Silence sur les motifs : il n’est donné
à personne, sauf à Donissan, de se voir
soi-même, de voir l’âme au travers
du corps. « Comme disait Beauvoir, je ne
sais plus où, on entre pas dans la conscience
des autres.» On n’entre pas, non,
et le cinéma de Pialat, avant de se mettre
à tourner, se soumet à l’autre.
C’est là que peut se produire la rencontre,
que le regard peut être soutenu un instant entre
le peintre et le monde.
Le cinéma
de Pialat prend donc le parti de l’opacité,
de la résistance des corps, comme manifestation
d’une histoire personnelle qui achoppe sans
cesse sur soi-même et sur les autres. Tragique,
certes, mais n’est-ce pas là une condition
de la présence ? Et cette présence,
n’est-elle pas plus heureuse que tout faux-semblant
?
Ainsi François regardant filer le paysage à
travers la vitre du train offre-t-il une image de
« l’instabilité et l’étrangeté
sans consolation, sans domicile, de notre condition.
»4
L’image de ce sentiment, mélancolie peut-être,
sourd de cet incommunicable du corps même. Jamais
il ne serait possible de quitter cet état primordial,
qu’il n’est d’ailleurs pas question
de résoudre ; il n’y a pas d’autre
position, pas d’autre temps à défendre.
La cohérence des films de Pialat tient dans
cet enracinement du désastre, fatalité
vivante qui impose le foisonnement de son silence.
Cet état désastreux est ni plus ni moins
que l’état de grâce dans lequel
se meuvent les personnages de ses films. Qu’elle
est gracieuse, en effet, cette démarche empreinte
de fatalité ! Un curieux mélange de
lassitude et de violence. L’impulsivité
du personnage pialatien serait, alors, la réponse
physique à ce mal « déjà
fait »5,
à cette absence qui se creuse, à cette
chaîne dentée du désastre. «
Le sensible, c’est cela : cette possibilité
d’être évident en silence, d’être
sous-entendu, et la prétendue positivité
du monde sensible (…) s’avère justement
comme un insaisissable, seule se voit finalement au
sens plein la totalité où sont découpés
les sensibles. »6
Quelque
chose, dans le cinéma de Pialat, fait en sorte
que se produit une image nécessaire du sentiment,
et que cette image rejoint son modèle dans
une relation d’immédiateté. Il
y a, dans ce singulier réalisme, une intensité,
une réelle présence, comme un acquiescement
spontané. La nervosité, la susceptibilité
de ce cinéma en proie à ses personnages,
à la recherche de cet instant de fuite dans
le sentiment, c’est la vision de ce monde qui
« va trouble et chancelant, d’une
ivresse naturelle. »7
L’ampleur de cette peinture des sentiments est
celle du don, celle de la révélation
; elle déborde largement le monde de la signification.

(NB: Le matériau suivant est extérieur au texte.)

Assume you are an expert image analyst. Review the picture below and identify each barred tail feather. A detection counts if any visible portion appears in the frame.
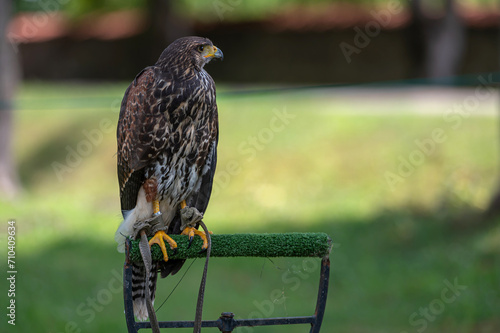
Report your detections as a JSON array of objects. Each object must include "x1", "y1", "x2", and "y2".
[{"x1": 132, "y1": 262, "x2": 158, "y2": 321}]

Le contenu émotionnel du cadre pialatien n’a
pas de mesure. Il excède, entraîné
par les mouvements « atmosphériques »
des personnages, et paradoxalement il s’évanouit
dans sa propre intériorité, n’offrant
que sa surface à vif, que l’évidence
de son statut élusif. Ce qui importe, c’est
cette façon d’être dépassé
(vers l’intérieur), cet évanouissement
du sens à l’intérieur du sentiment…
Evanouissement qui laisse en partage une impassibilité,
une inaccessibilité qui est le début
de notre lutte pour lire quelque chose dans le monde,
et de notre joie quand un regard soutient le nôtre.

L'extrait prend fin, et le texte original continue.